That said, there needs to be some sort of forward motion... I like for things to happen, and to see how these beautiful characters deal with their problems. But I think I'd miss a lot if I only read books that focused primarily on plot. Infinite Jest is a world deeper and wider than many I've experienced in fiction, and I'm enjoying exploring it for a while.

Agreed. And nice to see someone sticking up for #304 and the notes in general, and offering a rebuke to the "I'm only 100 pages in and haven't figured it all out yet" comments. IJ is simply larger than me, the reader, so I want to accept that and embrace it.

I'm just the opposite.

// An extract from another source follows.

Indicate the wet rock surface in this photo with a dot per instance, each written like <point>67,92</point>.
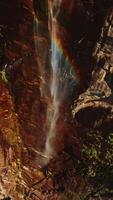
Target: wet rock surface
<point>22,112</point>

I'm 2/3 through Moby Dick now on my Kindle, but I only made it past the fist couple hundred pages of mucking about Nantucket or whatever because I know what's coming (it involves a whale!)

My impatience for a story to show up is the reason I've made it 200+ pages into Stephenson's "Quicksilver" twice and have still never finished it.

As someone who only recently finished Infinite Jest, I have no sympathy for the "hundred-pagers". The book does not start off at a rollicking pace, but it is also far from boring, and I like how DFW gives the reader a chance to get to know how things are going to go (style-wise) while introducing the first plot lines and characters. I expected from the start that things were going to take awhile to develop. As you point out, the book is over 1000 pages! It is certainly on a par with Pynchon's Against the Day in terms of the authors' writing prowess. And the footnotes are great. I found that they lent themselves to a greater sense of interacting with the "author" (who is... Hal? Don?).

I hope these people never try to tackle Gravity's Rainbow.